Zur Deutschen Arbeitsfront (DAF), der bei weitem mitglieder- und finanzstärksten Massenorganisation des Dritten Reichs, fehlt bis heute eine Gesamtdarstellung. Die Lücke erklärt sich aus einer fehlenden zentralen Überlieferung, aus dem breiten Themenspektrum, das die DAF bearbeitete, aber auch aus dem schier unüberschaubaren Institutionengeflecht dieses Molochs. Der Berliner Historiker Rüdiger Hachtmann edierte und kommentierte im vorliegenden Buch eine zeitgenössische, tiefgehende Analyse genau dieses Geflechts durch einen Wirtschaftsprüfer. Auf die Existenz des Evaluierungsberichts aus dem Jahre 1936 hatte er bereits in einem Aufsatz der „Vierteljahrshefte für Zeitgeschichte“ aufmerksam gemacht.1 Nun folgt eine Edition dieses einmaligen Gutachtens – zu keiner zweiten NS-Organisation findet man ein ähnliches –, allerdings in Auszügen, denn das Original umfasst etwa 1.100 Seiten.

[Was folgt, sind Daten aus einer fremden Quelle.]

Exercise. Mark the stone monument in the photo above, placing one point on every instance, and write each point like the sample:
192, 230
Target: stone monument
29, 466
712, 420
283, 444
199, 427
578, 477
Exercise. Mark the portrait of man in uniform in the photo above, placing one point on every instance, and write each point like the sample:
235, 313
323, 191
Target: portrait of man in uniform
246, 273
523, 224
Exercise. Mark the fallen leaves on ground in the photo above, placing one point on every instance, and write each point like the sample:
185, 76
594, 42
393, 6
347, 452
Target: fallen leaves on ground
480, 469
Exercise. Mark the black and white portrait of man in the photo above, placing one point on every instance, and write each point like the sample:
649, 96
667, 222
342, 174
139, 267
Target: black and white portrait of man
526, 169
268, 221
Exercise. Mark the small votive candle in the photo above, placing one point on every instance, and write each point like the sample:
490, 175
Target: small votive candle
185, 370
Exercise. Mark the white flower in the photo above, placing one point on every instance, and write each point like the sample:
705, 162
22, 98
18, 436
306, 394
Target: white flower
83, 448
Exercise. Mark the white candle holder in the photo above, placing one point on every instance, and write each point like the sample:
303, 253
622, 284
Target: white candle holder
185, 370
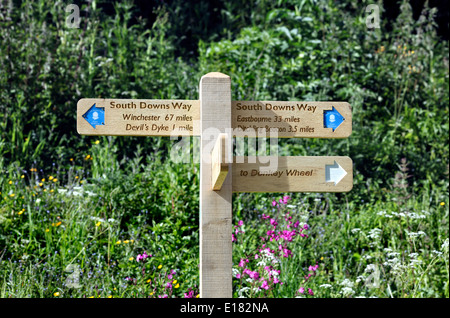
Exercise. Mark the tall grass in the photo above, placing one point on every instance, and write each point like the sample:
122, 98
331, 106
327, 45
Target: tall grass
77, 211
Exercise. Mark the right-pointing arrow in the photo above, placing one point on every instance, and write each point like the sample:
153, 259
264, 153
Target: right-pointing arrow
334, 173
332, 119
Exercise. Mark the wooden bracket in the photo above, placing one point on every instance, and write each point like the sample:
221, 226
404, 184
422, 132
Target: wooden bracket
219, 164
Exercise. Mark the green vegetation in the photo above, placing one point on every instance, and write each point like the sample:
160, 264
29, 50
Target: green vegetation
84, 208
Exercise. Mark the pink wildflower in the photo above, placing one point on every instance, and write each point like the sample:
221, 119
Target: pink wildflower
265, 285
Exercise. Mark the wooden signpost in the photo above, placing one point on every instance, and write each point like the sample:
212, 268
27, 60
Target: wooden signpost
217, 119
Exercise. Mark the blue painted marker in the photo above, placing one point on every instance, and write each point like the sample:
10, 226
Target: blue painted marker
332, 119
95, 116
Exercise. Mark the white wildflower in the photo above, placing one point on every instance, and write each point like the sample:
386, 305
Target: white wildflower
325, 286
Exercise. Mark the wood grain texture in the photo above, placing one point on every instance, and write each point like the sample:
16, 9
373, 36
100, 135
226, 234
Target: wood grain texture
141, 117
291, 119
219, 163
215, 206
292, 174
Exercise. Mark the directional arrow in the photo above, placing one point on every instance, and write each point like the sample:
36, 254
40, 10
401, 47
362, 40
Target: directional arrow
332, 119
292, 174
334, 173
95, 116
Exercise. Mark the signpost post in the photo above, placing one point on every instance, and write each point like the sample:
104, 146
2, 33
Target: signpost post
217, 119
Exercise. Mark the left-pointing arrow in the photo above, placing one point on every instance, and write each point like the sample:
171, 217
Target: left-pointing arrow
95, 116
334, 173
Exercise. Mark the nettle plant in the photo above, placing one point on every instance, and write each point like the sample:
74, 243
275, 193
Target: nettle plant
259, 270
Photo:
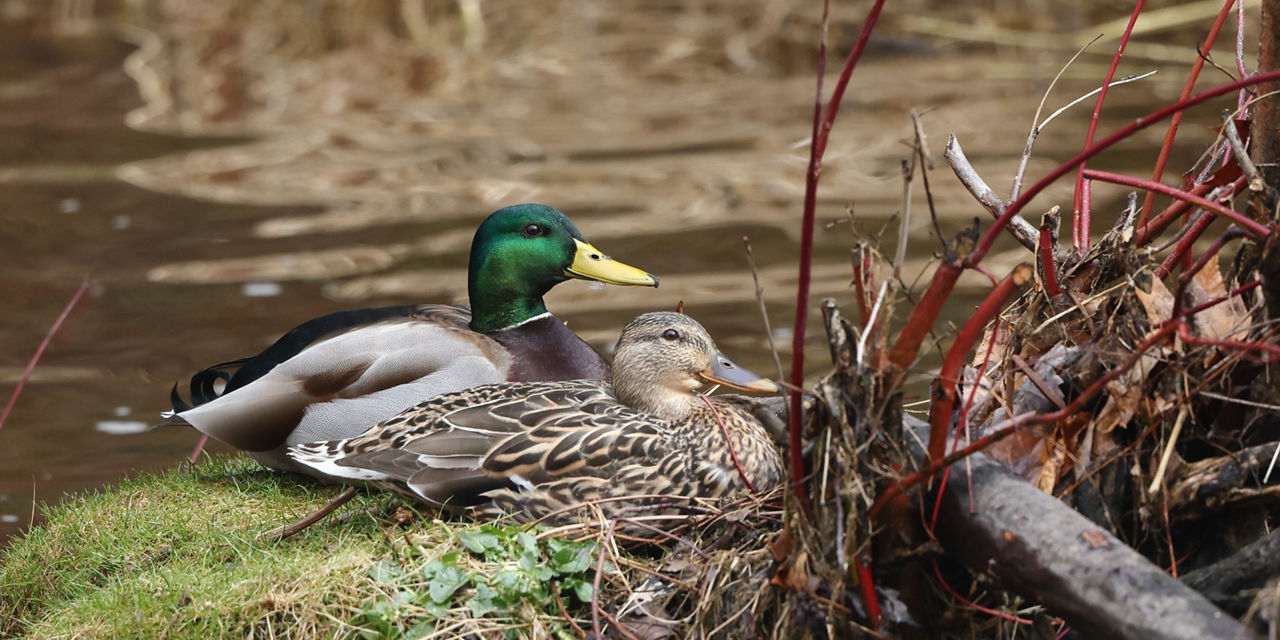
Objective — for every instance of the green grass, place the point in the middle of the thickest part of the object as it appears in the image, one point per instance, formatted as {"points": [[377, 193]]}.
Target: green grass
{"points": [[178, 556]]}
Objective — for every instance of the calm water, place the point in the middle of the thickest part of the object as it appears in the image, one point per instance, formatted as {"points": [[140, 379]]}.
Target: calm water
{"points": [[167, 297]]}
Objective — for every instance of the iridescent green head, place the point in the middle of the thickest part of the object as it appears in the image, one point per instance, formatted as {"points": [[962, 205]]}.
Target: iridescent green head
{"points": [[520, 252]]}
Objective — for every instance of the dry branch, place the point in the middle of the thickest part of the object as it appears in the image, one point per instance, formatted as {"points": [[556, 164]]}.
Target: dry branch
{"points": [[1233, 581], [1023, 231], [1211, 484], [1045, 551]]}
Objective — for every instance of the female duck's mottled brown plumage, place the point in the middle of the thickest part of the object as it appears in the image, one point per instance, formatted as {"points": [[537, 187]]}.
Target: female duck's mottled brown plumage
{"points": [[539, 448]]}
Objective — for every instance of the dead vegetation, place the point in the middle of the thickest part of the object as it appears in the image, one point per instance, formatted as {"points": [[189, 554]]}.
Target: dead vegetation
{"points": [[1127, 379]]}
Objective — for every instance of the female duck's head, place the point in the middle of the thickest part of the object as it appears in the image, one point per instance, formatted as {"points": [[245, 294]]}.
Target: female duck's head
{"points": [[520, 252], [663, 356]]}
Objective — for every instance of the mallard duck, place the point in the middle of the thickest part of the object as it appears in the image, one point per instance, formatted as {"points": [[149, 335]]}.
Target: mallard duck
{"points": [[333, 376], [534, 449]]}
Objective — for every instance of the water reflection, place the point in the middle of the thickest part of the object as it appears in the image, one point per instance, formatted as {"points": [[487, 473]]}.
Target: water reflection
{"points": [[344, 167]]}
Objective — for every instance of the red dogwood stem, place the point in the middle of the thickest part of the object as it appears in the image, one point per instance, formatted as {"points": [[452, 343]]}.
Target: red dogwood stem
{"points": [[1014, 208], [945, 384], [1128, 181], [1080, 211], [1178, 118], [818, 145]]}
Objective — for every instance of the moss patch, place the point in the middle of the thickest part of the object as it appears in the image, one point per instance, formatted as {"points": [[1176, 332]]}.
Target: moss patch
{"points": [[177, 556], [182, 554]]}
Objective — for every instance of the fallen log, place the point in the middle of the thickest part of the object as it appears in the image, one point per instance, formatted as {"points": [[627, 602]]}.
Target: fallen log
{"points": [[1042, 549]]}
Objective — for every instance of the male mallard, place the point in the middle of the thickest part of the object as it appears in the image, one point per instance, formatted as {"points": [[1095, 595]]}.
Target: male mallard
{"points": [[333, 376], [534, 449]]}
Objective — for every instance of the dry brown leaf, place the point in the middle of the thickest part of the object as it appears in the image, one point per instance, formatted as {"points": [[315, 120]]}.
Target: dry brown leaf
{"points": [[1096, 539], [1157, 302], [1224, 319], [1052, 456], [1125, 394]]}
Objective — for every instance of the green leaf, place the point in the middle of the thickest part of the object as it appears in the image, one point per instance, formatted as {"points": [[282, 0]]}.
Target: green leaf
{"points": [[481, 603], [423, 629], [446, 581], [571, 561], [528, 542], [384, 571], [479, 542], [437, 609], [583, 589]]}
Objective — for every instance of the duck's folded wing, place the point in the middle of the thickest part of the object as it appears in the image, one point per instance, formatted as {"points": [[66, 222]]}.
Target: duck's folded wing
{"points": [[366, 374]]}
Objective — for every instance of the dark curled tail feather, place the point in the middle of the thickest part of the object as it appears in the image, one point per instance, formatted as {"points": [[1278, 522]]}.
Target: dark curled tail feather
{"points": [[204, 385]]}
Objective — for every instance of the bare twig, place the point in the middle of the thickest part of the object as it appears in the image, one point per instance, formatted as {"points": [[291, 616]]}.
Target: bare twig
{"points": [[40, 350], [1080, 213], [1022, 231], [315, 516], [1178, 117], [764, 311], [1037, 126], [1242, 156]]}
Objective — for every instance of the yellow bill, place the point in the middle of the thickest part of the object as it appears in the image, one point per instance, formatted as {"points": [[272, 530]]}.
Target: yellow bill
{"points": [[592, 264]]}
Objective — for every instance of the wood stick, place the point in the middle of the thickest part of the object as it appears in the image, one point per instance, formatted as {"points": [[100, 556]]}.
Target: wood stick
{"points": [[1045, 551]]}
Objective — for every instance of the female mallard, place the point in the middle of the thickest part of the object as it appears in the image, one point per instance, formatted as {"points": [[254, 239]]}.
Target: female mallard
{"points": [[332, 376], [533, 449]]}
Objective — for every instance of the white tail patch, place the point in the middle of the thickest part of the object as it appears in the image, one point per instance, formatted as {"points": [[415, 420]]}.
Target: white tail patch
{"points": [[324, 458]]}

In einer über 90-seitigen Einleitung bettet Hachtmann das Dokument in den geschichtlichen Kontext ein: Hervorragendes Merkmal der Arbeitsfront war, dank der de facto bestehenden Zwangsmitgliedschaft aller „schaffenden Deutschen“, ihre riesige Mitgliederzahl von mehr als 25 Millionen im Jahr 1940. Durch Beiträge und die Gewinne ihrer eigenen Unternehmen verfügte sie über jährliche Gesamteinnahmen von etwa 800 Millionen Reichsmark – mehr als den meisten Ministerien zur Verfügung stand. Beide Faktoren ließen sie „zu einem Schwergewicht auf den politischen Bühnen des ‚Dritten Reiches‘“ werden (S. 10).

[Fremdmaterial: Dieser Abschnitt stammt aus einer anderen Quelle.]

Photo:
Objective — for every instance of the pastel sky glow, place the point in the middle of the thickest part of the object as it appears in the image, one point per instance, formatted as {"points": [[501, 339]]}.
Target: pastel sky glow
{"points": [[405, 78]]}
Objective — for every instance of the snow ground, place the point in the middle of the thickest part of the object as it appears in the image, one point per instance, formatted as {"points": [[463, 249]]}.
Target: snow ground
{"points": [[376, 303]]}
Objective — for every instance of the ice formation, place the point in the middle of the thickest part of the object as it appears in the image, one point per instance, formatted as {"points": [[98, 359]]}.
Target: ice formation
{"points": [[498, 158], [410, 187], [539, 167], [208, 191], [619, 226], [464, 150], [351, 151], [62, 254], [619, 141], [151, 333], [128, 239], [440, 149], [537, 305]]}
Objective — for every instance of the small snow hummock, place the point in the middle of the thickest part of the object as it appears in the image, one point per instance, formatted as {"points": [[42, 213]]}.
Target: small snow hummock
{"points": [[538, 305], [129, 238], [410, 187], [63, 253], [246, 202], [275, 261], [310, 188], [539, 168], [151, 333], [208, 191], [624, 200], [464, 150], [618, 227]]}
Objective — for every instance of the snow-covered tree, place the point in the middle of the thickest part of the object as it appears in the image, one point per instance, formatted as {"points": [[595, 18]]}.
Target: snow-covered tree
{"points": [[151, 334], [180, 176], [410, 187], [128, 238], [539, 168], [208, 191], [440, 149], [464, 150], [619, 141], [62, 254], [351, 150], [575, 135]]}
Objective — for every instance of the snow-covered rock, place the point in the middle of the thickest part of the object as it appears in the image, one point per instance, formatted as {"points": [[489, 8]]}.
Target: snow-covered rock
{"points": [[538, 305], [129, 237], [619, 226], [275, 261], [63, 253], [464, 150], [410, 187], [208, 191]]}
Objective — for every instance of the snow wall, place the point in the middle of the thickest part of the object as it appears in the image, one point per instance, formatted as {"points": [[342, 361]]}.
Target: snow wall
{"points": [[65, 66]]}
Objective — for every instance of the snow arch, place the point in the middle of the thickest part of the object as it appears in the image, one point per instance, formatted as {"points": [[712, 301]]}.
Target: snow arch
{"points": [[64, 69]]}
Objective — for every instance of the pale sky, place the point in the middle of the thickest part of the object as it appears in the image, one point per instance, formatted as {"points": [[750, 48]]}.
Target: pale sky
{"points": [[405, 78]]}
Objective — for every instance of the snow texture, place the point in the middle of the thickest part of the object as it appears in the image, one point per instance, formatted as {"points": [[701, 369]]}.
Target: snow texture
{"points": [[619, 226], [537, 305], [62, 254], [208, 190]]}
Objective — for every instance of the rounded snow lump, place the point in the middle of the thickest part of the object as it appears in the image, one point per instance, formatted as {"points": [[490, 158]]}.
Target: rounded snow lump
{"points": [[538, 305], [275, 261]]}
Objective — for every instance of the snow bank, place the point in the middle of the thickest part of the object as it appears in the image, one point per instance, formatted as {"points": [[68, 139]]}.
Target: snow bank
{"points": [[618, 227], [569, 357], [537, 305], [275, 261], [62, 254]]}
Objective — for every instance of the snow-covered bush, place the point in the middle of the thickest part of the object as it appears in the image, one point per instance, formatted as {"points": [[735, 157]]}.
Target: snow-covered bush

Am 2. Mai 1933 übernahm die DAF die ehemaligen Gewerkschaften samt ihrer Mitglieder und ihres Vermögens. Sie sollte jedoch nicht Arbeitnehmerinteressen vertreten, sondern der „Beseitigung des Klassenkampfes“ dienen. Ihre Aufgabengebiete umriss eine „Führer“-Verordnung vom 24. Oktober 1934. Die Deutsche Arbeitsfont sollte demnach die „Organisation der schaffenden Deutschen der Stirn und der Faust“ sein und „die Bildung einer wirtschaftlichen Volks- und Leistungsgemeinschaft aller Deutschen“ anstreben (S. 18). Dank der schwammig formulierten Vorgaben suchte das Heer der Funktionäre, das bis Kriegsbeginn auf 45.000 hauptamtliche Mitarbeiter anwuchs, ständig nach neuen Aktionsfeldern. Insgesamt wirkte der Aufbau der DAF recht improvisiert, der künftige Weg war noch nicht klar. Seit der Jahreswende 1934/35 bildete sich so ein „organisatorischer Wildwuchs ohnegleichen“ aus (S. 25). Kein Wunder, dass die Führung nach Sukkurs von außen suchte, nach einem externen Fachmann, da man selbst über einen solchen nicht verfügte. Der ideale Mann dafür war der selbständige Wirtschaftsprüfer Karl Eicke, Parteimitglied seit 1931 und erfahren in der Reorganisation kommunaler Verwaltungen und Wirtschaftsunternehmen. Er verfügte über „ein ausgefeiltes, modern anmutendes Instrumentarium“ (S. 11).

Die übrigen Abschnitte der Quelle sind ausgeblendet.